Urgent action needed to prevent thousands of children in care being in UK unlawfully, warns charity

    Lack of consistent approach leaves young people eligible for EU resettlement scheme at risk of becoming undocumented in 2021, report finds

    A sign saying 'immigration' at an airport
    Photo: fotolia/asiandelight

    Thousands of children in care and care leavers could be at risk of being left unlawfully resident in the UK next year without co-ordinated action between central government and local authorities, a charity has warned.

    A report published this week by Coram Children’s Legal Centre (CCLC) said a “comprehensive” UK-wide plan was urgently needed to identify and support young people eligible for the EU settlement scheme.

    The programme enables citizens from the European Economic Area and Switzerland – and family members – to remain in the post-Brexit UK after 30 June 2021. Failure to apply by that deadline, which the report said should be extended, will leave individuals undocumented and liable to ‘hostile environment’ measures that restrict access to crucial amenities including housing, education and healthcare.

    The report said that while the Home Office had in 2019 estimated there were around 5,000 looked-after children and 4,000 care leavers eligible for the scheme, “there has not been any successful, systemic attempt to accurately identify and count and the true number in order to support each one to apply”.

    It added that, based on casework carried out by CCLC, there was little consistency of practice between local authority areas.

    “We are very concerned that [in some local authorities] there is no lead being taken; identification and referral for support depends on whether the child or young person happens to have a social worker or personal adviser who is aware and knows the steps to take,” the report said. “In others, we fear no identification has been attempted yet at all.”

    ‘Support and resource’ local authorities

    Among a lengthy series of recommendations, CCLC’s report, Children left out?
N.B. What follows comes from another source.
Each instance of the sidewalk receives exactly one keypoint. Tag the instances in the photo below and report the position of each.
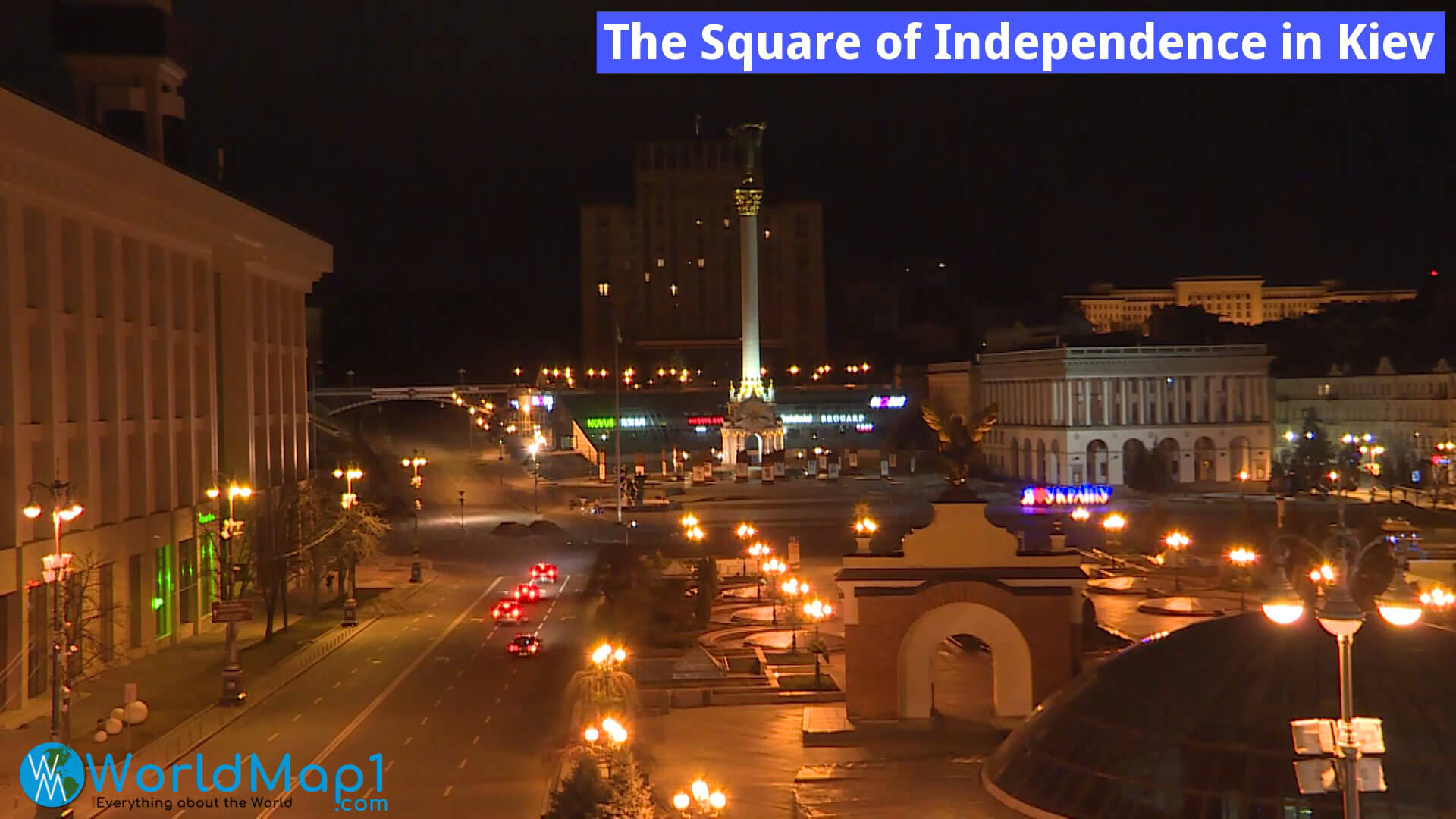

Securing children’s rights to stay in the UK beyond Brexit, said:

    • It should become normal practice for local authorities to realise a looked-after child’s option of registering as a British citizen where the child wishes to and it is in their best interests, taking into consideration the effect on any other citizenship they hold.
    • The Home Office should support and resource local authorities to identify all eligible children known to them so that social workers can provide information on the EU settlement scheme where possible.
    • The Office of the Immigration Services Commissioner and the Home Office should make social workers’ role clearer: whether they should be making applications for any child or young person and if so, how this work is regulated and overseen.
    • No child or young person who has previously held ‘pre-settled’ status (granted to people who have not lived in the UK for five years continuously) should fall off their route to settled status if they do not make their application at the right time, with the Home Office to advise them on what they need to do when.
    • The Home Office should introduce a provision to grant settled status to all looked-after children and care leavers who apply to the EU settlement scheme.

    ‘Tip of the iceberg’

    The new report said the 9,000 young people within the Home Office estimate represented “the tip of the iceberg” in terms of the total number of children known to local authorities and likely to need support.

    An attempt by the department to gather data during the summer last year merely asked councils to count looked-after children, care leavers and those on child protection plans, it warned.
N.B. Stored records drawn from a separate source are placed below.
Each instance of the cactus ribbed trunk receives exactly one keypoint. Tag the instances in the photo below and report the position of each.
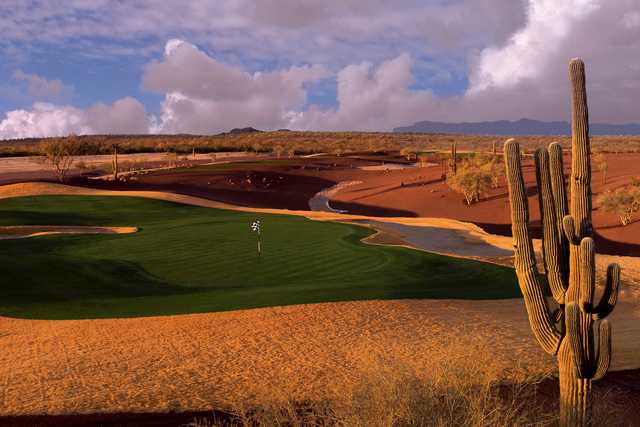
(115, 163)
(569, 332)
(575, 393)
(453, 165)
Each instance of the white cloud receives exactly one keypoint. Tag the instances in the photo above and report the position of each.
(40, 88)
(371, 99)
(203, 95)
(43, 119)
(514, 54)
(526, 54)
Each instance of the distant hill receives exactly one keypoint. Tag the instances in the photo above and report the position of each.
(240, 131)
(519, 127)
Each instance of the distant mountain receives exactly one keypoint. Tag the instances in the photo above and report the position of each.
(238, 131)
(519, 127)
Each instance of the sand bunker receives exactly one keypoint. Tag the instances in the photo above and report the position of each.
(203, 361)
(320, 202)
(23, 231)
(389, 167)
(492, 249)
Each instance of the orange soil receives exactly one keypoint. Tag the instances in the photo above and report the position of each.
(411, 192)
(206, 361)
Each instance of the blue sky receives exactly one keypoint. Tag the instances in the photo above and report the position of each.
(92, 66)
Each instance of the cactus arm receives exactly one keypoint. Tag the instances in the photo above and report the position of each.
(610, 295)
(581, 163)
(604, 350)
(540, 317)
(568, 224)
(551, 238)
(556, 166)
(587, 275)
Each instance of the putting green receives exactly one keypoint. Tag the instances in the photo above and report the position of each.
(188, 259)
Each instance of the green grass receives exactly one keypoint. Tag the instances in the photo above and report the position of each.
(189, 259)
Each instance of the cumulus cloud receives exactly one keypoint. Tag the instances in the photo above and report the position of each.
(383, 58)
(126, 115)
(40, 88)
(203, 95)
(527, 77)
(524, 77)
(371, 99)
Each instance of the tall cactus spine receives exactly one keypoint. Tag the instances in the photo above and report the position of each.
(453, 162)
(576, 332)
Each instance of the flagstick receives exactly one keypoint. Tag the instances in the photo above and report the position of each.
(259, 251)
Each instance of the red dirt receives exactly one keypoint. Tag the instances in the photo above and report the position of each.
(408, 192)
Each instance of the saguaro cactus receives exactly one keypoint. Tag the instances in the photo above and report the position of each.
(453, 162)
(576, 332)
(115, 162)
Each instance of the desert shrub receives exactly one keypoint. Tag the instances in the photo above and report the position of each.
(600, 161)
(172, 159)
(425, 158)
(472, 179)
(623, 201)
(277, 150)
(59, 154)
(82, 165)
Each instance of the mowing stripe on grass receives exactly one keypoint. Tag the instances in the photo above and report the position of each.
(189, 259)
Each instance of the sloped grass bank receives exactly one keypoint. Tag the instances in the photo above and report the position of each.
(188, 259)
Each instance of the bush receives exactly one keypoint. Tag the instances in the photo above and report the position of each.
(59, 153)
(623, 201)
(473, 180)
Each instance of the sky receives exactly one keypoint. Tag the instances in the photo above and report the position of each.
(204, 67)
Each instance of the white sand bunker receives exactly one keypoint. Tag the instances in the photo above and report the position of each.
(23, 231)
(320, 202)
(389, 166)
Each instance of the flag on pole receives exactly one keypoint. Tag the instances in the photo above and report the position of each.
(256, 228)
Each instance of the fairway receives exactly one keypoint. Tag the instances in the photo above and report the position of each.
(188, 259)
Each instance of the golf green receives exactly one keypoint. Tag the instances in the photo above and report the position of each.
(188, 259)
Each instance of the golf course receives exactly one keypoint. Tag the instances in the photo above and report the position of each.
(190, 259)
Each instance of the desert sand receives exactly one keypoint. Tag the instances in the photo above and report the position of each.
(205, 361)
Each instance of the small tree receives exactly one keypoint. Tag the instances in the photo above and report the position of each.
(600, 161)
(407, 152)
(59, 152)
(277, 150)
(471, 181)
(623, 201)
(423, 159)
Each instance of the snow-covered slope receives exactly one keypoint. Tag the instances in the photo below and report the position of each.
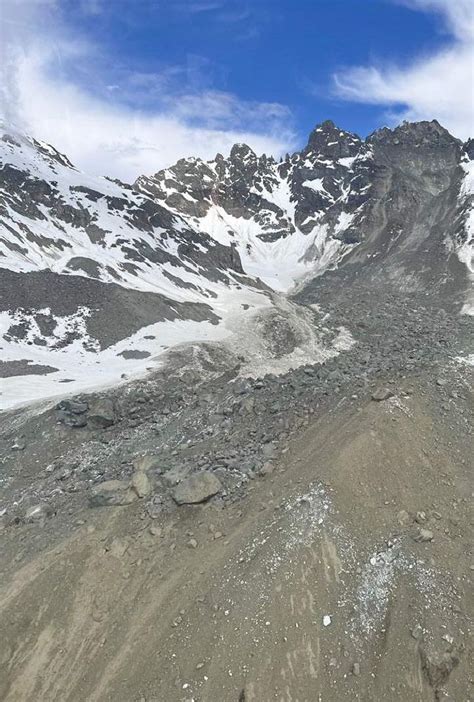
(98, 278)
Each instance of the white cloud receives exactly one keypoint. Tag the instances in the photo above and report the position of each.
(95, 121)
(439, 86)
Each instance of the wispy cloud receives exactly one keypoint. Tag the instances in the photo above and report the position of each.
(435, 86)
(117, 121)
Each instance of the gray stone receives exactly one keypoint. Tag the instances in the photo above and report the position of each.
(197, 488)
(102, 414)
(141, 484)
(38, 513)
(148, 462)
(112, 493)
(423, 536)
(72, 420)
(72, 406)
(381, 393)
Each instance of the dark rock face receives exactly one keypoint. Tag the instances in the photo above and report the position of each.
(96, 260)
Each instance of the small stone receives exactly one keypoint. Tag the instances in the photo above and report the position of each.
(403, 518)
(382, 393)
(19, 445)
(112, 493)
(117, 547)
(148, 462)
(37, 513)
(423, 536)
(102, 414)
(141, 484)
(267, 469)
(72, 406)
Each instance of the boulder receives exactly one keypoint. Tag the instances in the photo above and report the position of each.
(102, 414)
(197, 488)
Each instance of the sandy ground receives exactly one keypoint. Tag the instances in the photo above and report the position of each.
(310, 589)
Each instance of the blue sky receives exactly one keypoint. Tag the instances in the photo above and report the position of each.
(282, 51)
(126, 86)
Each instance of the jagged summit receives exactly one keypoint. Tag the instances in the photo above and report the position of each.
(88, 263)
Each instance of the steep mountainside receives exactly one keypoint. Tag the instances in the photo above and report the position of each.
(280, 510)
(98, 278)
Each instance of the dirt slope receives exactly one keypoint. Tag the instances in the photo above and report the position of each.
(311, 588)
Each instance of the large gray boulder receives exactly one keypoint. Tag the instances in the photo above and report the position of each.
(197, 488)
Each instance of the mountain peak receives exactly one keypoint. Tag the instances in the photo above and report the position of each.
(242, 152)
    “There is a danger that authorities are completely missing the needs of other children, including children in [alternative] care arrangements whose contact with their local authority is less, or non-existent,” the report said.

    It added that children under special guardianship orders, as well as those in informal or private fostering arrangements, who do not receive statutory local authority support, were “extremely vulnerable”.

    The report went on to note that while amended government guidance underscored the expectation that social workers would prepare and submit immigration applications on behalf of children under the care of their local authority, there was “no statutory change granting [them] this power”.

    Nor was there any oversight of the quality of applications they submit on behalf of children, the report said, adding: “This presents new risks for children and serious challenges for their social workers.”

    ‘Falling through the gaps’

    Marianne Lagrue, the CCLC policy manager, said that beneath headline figures – that 3.6m applications have been made so far to the EU settlement scheme – potential gaps around children’s applications were a concern.

    “Based on our work helping hundreds of children, young people and families to apply, we know that many struggle with different aspects of the scheme, and there is confusion about which children are, or could become, British citizens,” she said.

    “We are particularly concerned that there are thousands of children and young people in the care of the state who still need to apply,” Lagrue said. “This government must act now to resolve the immigration status of the children in its own care. If they cannot, this has worrying implications for whether the system can reach every eligible child and young person with just one year to go. The government needs a comprehensive plan and should extend the deadline.”